А в портрете «Франческа дель Опера» (Уффици), где звучит успокаивающий и особенный аккомпанемент пейзажа, Перуджино обнаруживает свое великое иллюстративное мастерство, показывая в ряду других ренессансных портретов чрезвычайно смело интерпретированный, четко охарактеризованный и убедительный образ, такой властный и сильный, что даже мечтательно дремлющий пейзаж не может смягчить его суровости. А как мало слабости и сентиментальности было присуще Перуджино, мы можем судить по тому суровому и реалистическому характеру, который он придал своему автопортрету в Камбио в Перудже.
Как бы ни были замечательны свойства Перуджино как иллюстратора, я все же сомневаюсь, следует ли нам помещать его среди великих художников только за эти заслуги. Их мало, если вообще высокие достижения иллюстрации могут быть достаточными, чтобы возместить не хватавшее художнику чувство формы и движения; но все это было не столь плачевно, как у Пинтуриккьо, благодаря тому, что Перуджино находился в постоянном контакте с Флоренцией. Однако очарование его пространственных композиций было так могущественно, что мы никогда не принимаем всерьез его фигур, а если делаем это, то ошибаемся, потому что придираться к ним не более разумно, чем подымать шум из-за глупого текста, на слова которого написана торжественная музыка. А по мере того как художник старел, исполнение этих фигур становилось все хуже и хуже. Оставаясь в тени, он не стремился выдвинуться; к тому же наступили годы, когда гений Микеланджело потряс уже все итальянское искусство. Перуджино не посещал более Флоренцию и утратил всякий интерес, если и испытывал его когда-либо раньше, к изображению фигур и обнаженного тела. Но прирожденного чувства пространства он не мог утратить, напротив, оно усилилось именно тогда, когда, не растрачивая свое дарование на тщетные попытки писать как следует человеческие фигуры, Перуджино полностью отдался во власть своему таланту и творческим порывам.
Последние годы жизни он провел, венчая умбрийские холмы своим золотым искусством, оставив на стенах многих затерянных и отдаленных церквей изображения несказанных по красоте небес и горизонтов.

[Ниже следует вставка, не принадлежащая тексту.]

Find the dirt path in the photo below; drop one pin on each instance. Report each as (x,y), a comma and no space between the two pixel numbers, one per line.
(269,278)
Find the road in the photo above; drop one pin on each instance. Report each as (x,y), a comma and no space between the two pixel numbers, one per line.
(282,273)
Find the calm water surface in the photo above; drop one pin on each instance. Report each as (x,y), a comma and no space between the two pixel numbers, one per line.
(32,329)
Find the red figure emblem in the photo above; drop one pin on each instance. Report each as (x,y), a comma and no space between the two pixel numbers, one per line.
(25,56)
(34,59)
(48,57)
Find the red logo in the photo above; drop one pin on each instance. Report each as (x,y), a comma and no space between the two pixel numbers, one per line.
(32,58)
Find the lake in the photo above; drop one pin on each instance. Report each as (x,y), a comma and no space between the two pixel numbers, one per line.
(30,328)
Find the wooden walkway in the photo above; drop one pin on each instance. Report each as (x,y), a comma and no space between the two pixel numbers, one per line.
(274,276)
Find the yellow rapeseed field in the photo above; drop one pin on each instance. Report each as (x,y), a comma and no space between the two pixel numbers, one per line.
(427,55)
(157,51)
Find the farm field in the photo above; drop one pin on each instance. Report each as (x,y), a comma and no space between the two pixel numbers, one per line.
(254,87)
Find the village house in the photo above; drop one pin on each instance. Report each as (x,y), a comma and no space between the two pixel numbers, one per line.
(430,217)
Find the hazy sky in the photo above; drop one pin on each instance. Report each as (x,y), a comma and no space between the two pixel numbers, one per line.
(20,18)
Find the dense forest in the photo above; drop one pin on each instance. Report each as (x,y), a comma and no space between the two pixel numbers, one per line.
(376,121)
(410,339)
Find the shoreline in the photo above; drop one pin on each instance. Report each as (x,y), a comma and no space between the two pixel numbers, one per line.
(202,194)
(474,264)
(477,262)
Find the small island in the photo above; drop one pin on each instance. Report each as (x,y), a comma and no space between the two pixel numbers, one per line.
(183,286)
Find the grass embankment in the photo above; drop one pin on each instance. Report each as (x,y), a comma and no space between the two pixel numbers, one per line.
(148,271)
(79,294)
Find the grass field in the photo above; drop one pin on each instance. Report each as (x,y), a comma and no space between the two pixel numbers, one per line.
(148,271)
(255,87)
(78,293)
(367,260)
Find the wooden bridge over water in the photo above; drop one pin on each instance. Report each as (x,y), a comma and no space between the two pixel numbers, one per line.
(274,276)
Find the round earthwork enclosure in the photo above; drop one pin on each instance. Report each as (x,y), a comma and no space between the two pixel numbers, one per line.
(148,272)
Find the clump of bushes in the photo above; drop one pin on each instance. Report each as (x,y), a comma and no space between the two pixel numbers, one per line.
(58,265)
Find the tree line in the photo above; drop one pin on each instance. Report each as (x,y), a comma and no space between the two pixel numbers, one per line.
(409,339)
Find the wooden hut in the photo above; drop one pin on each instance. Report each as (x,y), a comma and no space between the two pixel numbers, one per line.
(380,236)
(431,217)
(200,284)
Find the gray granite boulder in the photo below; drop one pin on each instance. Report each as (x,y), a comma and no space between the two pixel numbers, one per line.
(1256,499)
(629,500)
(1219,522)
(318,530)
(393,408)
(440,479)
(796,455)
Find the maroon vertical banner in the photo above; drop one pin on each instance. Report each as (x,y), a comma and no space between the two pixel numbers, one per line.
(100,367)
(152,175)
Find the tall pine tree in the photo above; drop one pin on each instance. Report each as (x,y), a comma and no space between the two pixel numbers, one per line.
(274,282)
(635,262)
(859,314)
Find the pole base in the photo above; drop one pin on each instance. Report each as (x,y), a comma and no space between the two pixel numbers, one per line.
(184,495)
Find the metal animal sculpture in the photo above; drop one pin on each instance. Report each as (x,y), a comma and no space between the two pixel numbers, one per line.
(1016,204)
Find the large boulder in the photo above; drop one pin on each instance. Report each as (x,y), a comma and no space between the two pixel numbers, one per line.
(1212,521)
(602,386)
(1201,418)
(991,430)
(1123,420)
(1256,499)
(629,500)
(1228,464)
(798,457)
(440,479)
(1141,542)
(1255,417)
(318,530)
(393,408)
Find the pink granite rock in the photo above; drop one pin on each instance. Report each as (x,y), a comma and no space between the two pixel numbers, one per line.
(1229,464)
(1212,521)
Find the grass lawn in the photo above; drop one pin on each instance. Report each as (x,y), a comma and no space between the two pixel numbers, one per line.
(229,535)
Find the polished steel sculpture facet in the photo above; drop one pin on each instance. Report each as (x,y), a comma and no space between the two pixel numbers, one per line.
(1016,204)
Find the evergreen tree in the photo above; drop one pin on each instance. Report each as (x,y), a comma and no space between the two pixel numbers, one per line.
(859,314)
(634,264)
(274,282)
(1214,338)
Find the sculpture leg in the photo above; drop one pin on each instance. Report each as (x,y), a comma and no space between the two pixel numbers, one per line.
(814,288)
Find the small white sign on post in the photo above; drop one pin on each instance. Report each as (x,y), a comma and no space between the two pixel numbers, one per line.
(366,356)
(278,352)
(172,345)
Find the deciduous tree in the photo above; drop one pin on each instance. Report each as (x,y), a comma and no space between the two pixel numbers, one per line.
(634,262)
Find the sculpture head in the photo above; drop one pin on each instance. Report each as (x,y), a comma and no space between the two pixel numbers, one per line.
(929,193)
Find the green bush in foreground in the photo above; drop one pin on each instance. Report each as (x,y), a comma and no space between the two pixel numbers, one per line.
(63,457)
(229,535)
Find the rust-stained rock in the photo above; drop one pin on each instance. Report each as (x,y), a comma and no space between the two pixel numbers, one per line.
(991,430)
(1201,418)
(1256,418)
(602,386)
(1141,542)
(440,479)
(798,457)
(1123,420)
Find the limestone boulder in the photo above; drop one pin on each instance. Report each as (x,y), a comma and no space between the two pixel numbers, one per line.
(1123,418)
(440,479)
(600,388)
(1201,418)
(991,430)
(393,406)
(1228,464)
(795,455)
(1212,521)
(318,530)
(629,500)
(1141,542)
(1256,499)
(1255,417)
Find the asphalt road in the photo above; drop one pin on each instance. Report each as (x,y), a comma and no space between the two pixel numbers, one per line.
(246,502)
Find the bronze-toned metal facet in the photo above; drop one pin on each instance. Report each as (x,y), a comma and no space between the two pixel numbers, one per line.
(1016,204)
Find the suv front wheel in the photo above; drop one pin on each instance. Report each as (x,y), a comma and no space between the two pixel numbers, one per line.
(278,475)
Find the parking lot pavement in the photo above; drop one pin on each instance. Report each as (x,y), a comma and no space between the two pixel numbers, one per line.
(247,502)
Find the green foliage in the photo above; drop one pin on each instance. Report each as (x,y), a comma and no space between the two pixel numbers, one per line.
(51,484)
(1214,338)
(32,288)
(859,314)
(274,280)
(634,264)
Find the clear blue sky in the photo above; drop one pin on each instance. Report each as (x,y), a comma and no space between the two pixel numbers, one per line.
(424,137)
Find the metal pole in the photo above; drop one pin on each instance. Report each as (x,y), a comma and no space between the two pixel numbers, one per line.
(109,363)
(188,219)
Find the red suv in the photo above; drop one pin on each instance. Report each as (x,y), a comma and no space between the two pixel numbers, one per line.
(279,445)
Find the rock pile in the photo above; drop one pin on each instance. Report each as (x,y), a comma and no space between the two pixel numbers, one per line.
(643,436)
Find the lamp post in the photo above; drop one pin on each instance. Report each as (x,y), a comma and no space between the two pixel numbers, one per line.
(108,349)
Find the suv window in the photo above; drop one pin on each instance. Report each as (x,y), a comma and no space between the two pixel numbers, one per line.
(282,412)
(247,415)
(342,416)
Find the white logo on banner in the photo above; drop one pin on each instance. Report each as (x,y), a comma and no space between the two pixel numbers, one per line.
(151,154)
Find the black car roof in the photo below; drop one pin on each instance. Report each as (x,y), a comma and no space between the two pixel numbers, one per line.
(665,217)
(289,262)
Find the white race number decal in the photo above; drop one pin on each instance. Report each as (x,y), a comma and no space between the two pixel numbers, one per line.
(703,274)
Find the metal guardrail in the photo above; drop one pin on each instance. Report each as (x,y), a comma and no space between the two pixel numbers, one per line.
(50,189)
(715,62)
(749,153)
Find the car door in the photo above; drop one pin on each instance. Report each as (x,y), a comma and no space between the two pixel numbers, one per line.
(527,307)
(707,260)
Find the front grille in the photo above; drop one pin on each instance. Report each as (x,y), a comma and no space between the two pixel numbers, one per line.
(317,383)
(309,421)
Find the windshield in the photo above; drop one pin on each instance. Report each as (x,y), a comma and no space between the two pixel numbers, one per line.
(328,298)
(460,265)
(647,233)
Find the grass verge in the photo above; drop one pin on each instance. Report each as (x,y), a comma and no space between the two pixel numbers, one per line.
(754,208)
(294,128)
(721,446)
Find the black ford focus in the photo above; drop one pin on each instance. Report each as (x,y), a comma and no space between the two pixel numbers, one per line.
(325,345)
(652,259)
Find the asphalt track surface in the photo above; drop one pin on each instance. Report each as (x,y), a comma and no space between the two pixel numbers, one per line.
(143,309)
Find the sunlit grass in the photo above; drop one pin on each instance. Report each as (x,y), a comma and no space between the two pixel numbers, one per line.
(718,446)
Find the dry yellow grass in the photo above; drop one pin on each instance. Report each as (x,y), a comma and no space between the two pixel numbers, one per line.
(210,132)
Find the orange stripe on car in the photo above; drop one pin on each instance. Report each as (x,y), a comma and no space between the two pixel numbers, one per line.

А теперь рассмотрим более подробно некоторые композиции Перуджино. Одна из его ранних работ — фреска на стене Сикстинской капеллы «Христос, передающий ключи от рая апостолу Петру» — произведение, в котором он уделил особое внимание построению фигур. К нашему удивлению, некоторые из них твердо стоят на ногах, но, конечно, это не Христос и не апостолы, которых художник писал уже наизусть, а портреты его друзей. И, как бы для того, чтобы конкретизировать их реальность, он изобразил с левого края самого себя, стоящим рядом со своим другом Лукой Синьорелли. Однако вы не почувствуете, что эти изображения повышают вашу жизнеспособность, что они обладают осязательной ценностью или движением. В этой фреске фигуры Перуджино не более привлекательны, чем у Пинтуриккьо, не лучше построены, чем у посредственных флорентийских мастеров Козимо Росселли или Доменико Гирландайо, а движение фигур совсем никуда не годится, особенно по сравнению с Боттичелли. И все же среди настенной живописи Сикстинской капеллы работы Перуджино не самые плохие. Напротив, есть ли среди них хоть одна более восхитительная?
РАФАЭЛЬ. МАДОННА САДОВНИЦА. 1510
Париж, Лувр
Фреска Перуджино золотистого колорита, с тонким ритмическим распределением групп, а главное, с ее жизнерадостным простором буквально покоряет нас и держит в своей власти. Наше внимание обращено на фигуры переднего плана. Своими размерами и соотношением к мозаичному узору пола они вызывают представление не о слабых смертных людях, а о высших существах, обитающих в девственных природных пространствах. Но площадь не заполнена ими. Отнюдь! Просторная и даже пустынная, она простирается в глубину и поверх этих людей, виднеясь сквозь уменьшенные расстоянием фигуры, до тех пор пока ваш взгляд, достигнув линии горизонта, не остановится на храме с воздушными портиками и парящим куполом. Этот храм настолько пропорционален по отношению к фигурам переднего плана, настолько гармонично сочетается с перспективой мозаичного пола, что вам кажется, словно вы находитесь под сенью великолепного собора и в то же время не в замкнутом, а в открытом, свободном и безграничном воздушном пространстве. Этот эффект достигнут благодаря архитектуре храма, между портиками которого как бы проходит воображаемая ось этой идеальной полусферы и воображаемой окружности переднего плана. Только восприняв все это построение как сферическое, вы поймете, что позади храма дано такое же пространство, как впереди него.